Subject: Large inodes for ffs
To: None <tech-kern@netbsd.org>
From: Bill Studenmund <wrstuden@nas.nasa.gov>
List: tech-kern
Date: 03/23/1999 10:50:13
Jason, Albeaus Bayucan, and I have been working on adding large inode
support to ffs. We've had it working here for a few months, and would like
to get it in 1.4.

Jason did most of the ffs kernel work, Albeaus the userland, and I got
vnextops going.


The main idea is to grow ffs inode to 256 bytes so that we can add new
features to the fs, such as adding acess control lists (ACL's) and storing
application-specific info in the node (to let layered filesystems store
their info in the inode). We also pick up enough room to handle being
Y2038-safe.

We do this by giving large inode ffs's a different magic number from
current ffs's. Everything which depends on the size of the on-disk inode
tests/remembers which inode type we have, and reacts accordingly.

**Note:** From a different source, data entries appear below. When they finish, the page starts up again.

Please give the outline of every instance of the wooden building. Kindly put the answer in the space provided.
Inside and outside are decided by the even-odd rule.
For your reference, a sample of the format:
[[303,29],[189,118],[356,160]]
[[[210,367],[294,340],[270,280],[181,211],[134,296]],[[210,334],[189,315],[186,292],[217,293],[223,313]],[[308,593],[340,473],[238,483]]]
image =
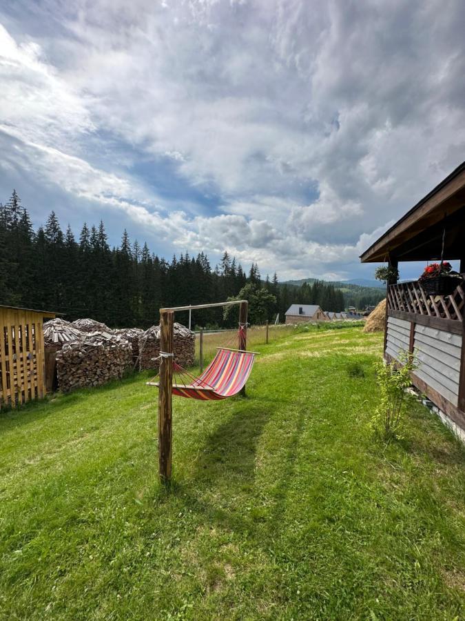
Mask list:
[[[360,257],[362,263],[459,262],[465,275],[465,161]],[[419,274],[420,275],[420,274]],[[387,286],[384,357],[415,355],[414,385],[442,419],[465,437],[465,284],[450,295],[428,295],[417,281]],[[457,428],[458,427],[458,428]]]
[[54,317],[0,305],[0,408],[43,397],[43,319]]
[[291,304],[286,311],[287,324],[327,322],[329,317],[318,304]]

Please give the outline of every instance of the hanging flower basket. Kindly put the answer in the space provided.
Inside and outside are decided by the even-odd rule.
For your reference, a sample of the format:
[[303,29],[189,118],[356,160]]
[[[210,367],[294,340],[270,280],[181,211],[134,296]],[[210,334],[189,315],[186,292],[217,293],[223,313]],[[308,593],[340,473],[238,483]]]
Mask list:
[[428,265],[418,279],[428,295],[451,295],[462,281],[462,276],[453,272],[452,266],[447,262]]

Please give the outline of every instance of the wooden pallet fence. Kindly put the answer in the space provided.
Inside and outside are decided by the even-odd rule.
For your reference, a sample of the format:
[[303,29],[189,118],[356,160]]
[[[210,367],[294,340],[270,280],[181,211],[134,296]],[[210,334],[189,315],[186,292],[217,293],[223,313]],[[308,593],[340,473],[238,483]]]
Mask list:
[[0,408],[43,397],[43,324],[53,313],[0,306]]

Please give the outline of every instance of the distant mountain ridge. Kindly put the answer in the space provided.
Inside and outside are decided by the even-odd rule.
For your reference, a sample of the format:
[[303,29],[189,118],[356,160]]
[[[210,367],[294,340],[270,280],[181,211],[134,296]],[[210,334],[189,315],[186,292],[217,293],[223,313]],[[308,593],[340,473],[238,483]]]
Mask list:
[[[300,303],[300,290],[304,283],[311,286],[316,281],[323,282],[325,285],[332,285],[335,289],[340,291],[344,295],[346,308],[355,306],[357,308],[364,308],[366,306],[376,306],[386,297],[385,285],[376,280],[366,278],[353,278],[351,280],[322,280],[320,278],[302,278],[300,280],[288,280],[280,283],[281,287],[287,287],[293,290],[292,302]],[[324,308],[331,310],[331,308]]]
[[357,288],[366,287],[371,289],[384,289],[386,287],[386,285],[379,280],[369,278],[352,278],[350,280],[324,280],[322,278],[301,278],[300,280],[286,280],[282,284],[301,286],[304,282],[308,284],[313,284],[316,280],[329,283],[338,288],[345,288],[346,287],[351,288],[352,286],[354,286]]

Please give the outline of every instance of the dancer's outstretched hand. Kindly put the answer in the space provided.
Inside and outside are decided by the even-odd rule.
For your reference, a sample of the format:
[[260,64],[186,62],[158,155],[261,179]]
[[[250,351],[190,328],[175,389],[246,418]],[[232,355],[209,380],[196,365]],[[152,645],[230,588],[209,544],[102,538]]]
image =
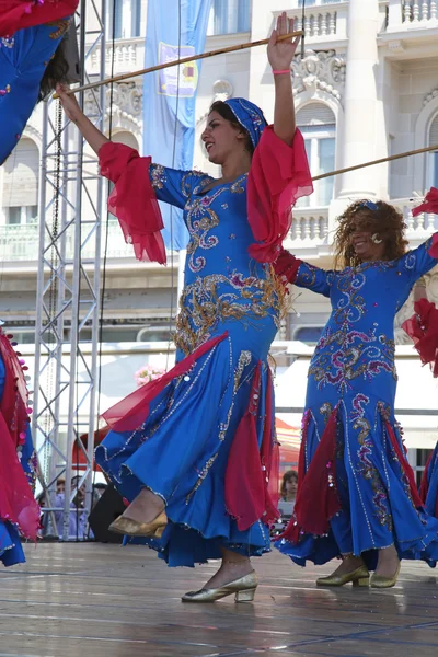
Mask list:
[[292,64],[297,46],[300,42],[300,36],[293,39],[287,39],[278,42],[278,36],[283,34],[290,34],[293,32],[293,19],[288,19],[286,11],[277,19],[277,26],[273,30],[269,43],[267,45],[267,58],[269,60],[273,70],[283,71],[290,68]]
[[83,112],[80,108],[78,101],[76,100],[76,95],[68,94],[68,90],[69,87],[67,84],[56,85],[56,93],[59,95],[65,113],[67,114],[70,120],[72,120],[73,123],[78,123],[81,116],[83,116]]

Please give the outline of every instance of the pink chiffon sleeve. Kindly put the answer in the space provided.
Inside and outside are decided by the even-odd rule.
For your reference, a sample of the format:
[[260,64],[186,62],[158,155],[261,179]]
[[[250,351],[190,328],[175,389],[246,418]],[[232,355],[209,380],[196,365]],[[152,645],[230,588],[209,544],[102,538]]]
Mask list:
[[164,265],[164,228],[155,193],[150,182],[150,158],[123,143],[108,141],[99,151],[101,174],[114,183],[108,210],[117,217],[127,244],[137,260]]
[[250,255],[275,262],[291,224],[291,208],[313,192],[304,140],[296,130],[291,146],[267,126],[254,151],[247,178],[247,218],[255,244]]

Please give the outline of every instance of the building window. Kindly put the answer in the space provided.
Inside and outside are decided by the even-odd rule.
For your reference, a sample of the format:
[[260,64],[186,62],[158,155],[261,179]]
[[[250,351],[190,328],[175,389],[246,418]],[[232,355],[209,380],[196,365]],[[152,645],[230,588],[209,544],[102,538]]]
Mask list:
[[301,326],[295,333],[293,339],[303,342],[307,345],[315,345],[318,344],[322,332],[322,326]]
[[141,0],[110,0],[106,15],[106,38],[140,36]]
[[4,163],[3,214],[10,226],[35,223],[38,205],[39,153],[36,143],[26,137]]
[[208,34],[234,34],[250,32],[250,0],[214,0]]
[[[297,112],[297,126],[304,138],[312,176],[328,173],[335,168],[336,119],[323,103],[309,103]],[[333,177],[314,183],[314,194],[301,198],[299,207],[328,206],[333,198]]]
[[[430,124],[429,146],[438,145],[438,114]],[[438,150],[429,153],[430,183],[428,187],[438,187]]]

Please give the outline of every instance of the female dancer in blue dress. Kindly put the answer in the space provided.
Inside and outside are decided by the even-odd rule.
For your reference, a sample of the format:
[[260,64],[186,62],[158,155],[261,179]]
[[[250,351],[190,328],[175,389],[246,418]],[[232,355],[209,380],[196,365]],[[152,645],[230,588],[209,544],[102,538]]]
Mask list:
[[116,185],[110,207],[139,257],[164,260],[161,219],[152,221],[155,199],[184,208],[191,239],[176,366],[104,414],[113,430],[96,461],[131,503],[114,530],[145,537],[171,566],[222,557],[218,573],[185,601],[230,593],[251,600],[257,580],[249,557],[269,550],[261,520],[276,515],[265,481],[275,469],[267,355],[283,290],[269,261],[278,255],[292,200],[311,191],[295,129],[289,69],[297,41],[277,43],[288,27],[284,14],[268,46],[274,127],[243,99],[211,107],[203,140],[209,160],[222,168],[220,180],[151,165],[108,142],[60,89],[67,114]]
[[283,253],[277,272],[328,297],[331,318],[309,367],[295,516],[277,548],[297,564],[342,557],[321,586],[384,588],[400,558],[438,558],[438,522],[424,511],[394,418],[394,316],[438,262],[438,234],[405,253],[402,215],[357,201],[335,235],[344,267],[324,272]]

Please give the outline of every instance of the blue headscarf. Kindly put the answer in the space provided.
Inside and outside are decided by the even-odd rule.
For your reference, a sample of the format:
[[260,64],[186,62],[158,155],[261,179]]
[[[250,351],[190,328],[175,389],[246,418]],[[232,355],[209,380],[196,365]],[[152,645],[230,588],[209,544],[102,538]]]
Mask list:
[[245,99],[229,99],[224,103],[230,107],[242,128],[250,134],[255,148],[261,140],[264,128],[267,126],[262,110]]

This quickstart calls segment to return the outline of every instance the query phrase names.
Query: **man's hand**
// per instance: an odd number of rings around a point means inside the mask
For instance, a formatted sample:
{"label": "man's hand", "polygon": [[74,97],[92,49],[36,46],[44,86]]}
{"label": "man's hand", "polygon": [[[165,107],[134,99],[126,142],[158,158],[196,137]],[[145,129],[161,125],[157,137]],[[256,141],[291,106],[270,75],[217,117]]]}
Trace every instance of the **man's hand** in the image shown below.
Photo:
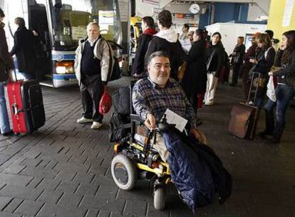
{"label": "man's hand", "polygon": [[195,136],[195,138],[197,139],[198,141],[200,141],[201,135],[200,135],[199,131],[197,130],[197,128],[192,128],[190,131],[190,133],[193,134]]}
{"label": "man's hand", "polygon": [[14,77],[12,76],[12,69],[9,70],[9,77],[8,77],[8,79],[7,79],[7,82],[11,82],[11,81],[14,81]]}
{"label": "man's hand", "polygon": [[249,60],[249,61],[250,63],[252,63],[252,64],[257,64],[258,63],[258,61],[257,61],[255,59],[250,59]]}
{"label": "man's hand", "polygon": [[145,125],[149,128],[149,129],[154,129],[156,128],[155,125],[155,116],[151,113],[148,113],[147,118],[145,121]]}

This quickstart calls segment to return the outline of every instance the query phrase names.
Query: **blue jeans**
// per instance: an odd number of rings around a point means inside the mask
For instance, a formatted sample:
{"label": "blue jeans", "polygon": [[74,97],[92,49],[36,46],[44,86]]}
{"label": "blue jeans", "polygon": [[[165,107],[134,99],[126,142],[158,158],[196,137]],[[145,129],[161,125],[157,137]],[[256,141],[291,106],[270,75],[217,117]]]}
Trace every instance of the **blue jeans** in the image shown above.
{"label": "blue jeans", "polygon": [[[276,89],[276,101],[269,99],[264,105],[266,113],[266,131],[274,135],[274,138],[280,139],[285,128],[286,111],[290,101],[295,96],[294,90],[289,85],[279,84]],[[274,126],[274,109],[276,105],[276,123]]]}
{"label": "blue jeans", "polygon": [[7,114],[6,101],[5,100],[4,82],[0,82],[0,129],[1,133],[11,131],[9,118]]}

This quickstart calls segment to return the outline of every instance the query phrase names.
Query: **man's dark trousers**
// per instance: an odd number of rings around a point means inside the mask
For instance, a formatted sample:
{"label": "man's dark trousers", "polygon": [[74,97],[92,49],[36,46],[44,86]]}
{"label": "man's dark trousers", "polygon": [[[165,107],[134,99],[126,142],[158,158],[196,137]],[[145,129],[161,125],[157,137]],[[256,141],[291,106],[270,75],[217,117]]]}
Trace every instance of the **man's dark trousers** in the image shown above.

We also have added a new system call, vnextops, which performs "extended
operations" on a vnode. This system call gives a general interface to
testing, reading, and changing the information saved in the extra space. 
These "extended ops" are like ioctl's, except they manipulate the file
system rather than a device. They can be used to update ACL's (not yet
implimented) or to perform fs-specific operations. The vnextops() command
space is broken into two spaces of 32k each. One is for general operations
(like testing for the presence of Application Specific opaque data or acl
updating), and the other half is for fs-specific use.


At present, we have:

Defined a large inode structure which contains: the traditional inode, 96
bytes of application-specific (layer fs, etc) data, a flags byte to
indicate what optional data is present, and 28 u_int32_t's. One of the
bits in the flag byte indicates the presence of application-specific data.
The other bits will indicate the presence of ACL's, etc., when defined.

Modified ffs to support two sizes of inodes. All tests to determine the
size of the inode check the inode type and return the correct value (128
or 256). We also handle endian-independence correctly.

We added a vnextops() syscall, designed to manipulate this extra
information. At present the only defined extened ops are to test, get,
set, and clear application-specific opaque data.

We have updated newfs, fsck, dump, restore, fsirand, and quotacheck to
deal with the different indoe structure.

We have been running this changed code on both i386 and Alpha machines,
and it seems fine.

Thoughts?

Take care,

Bill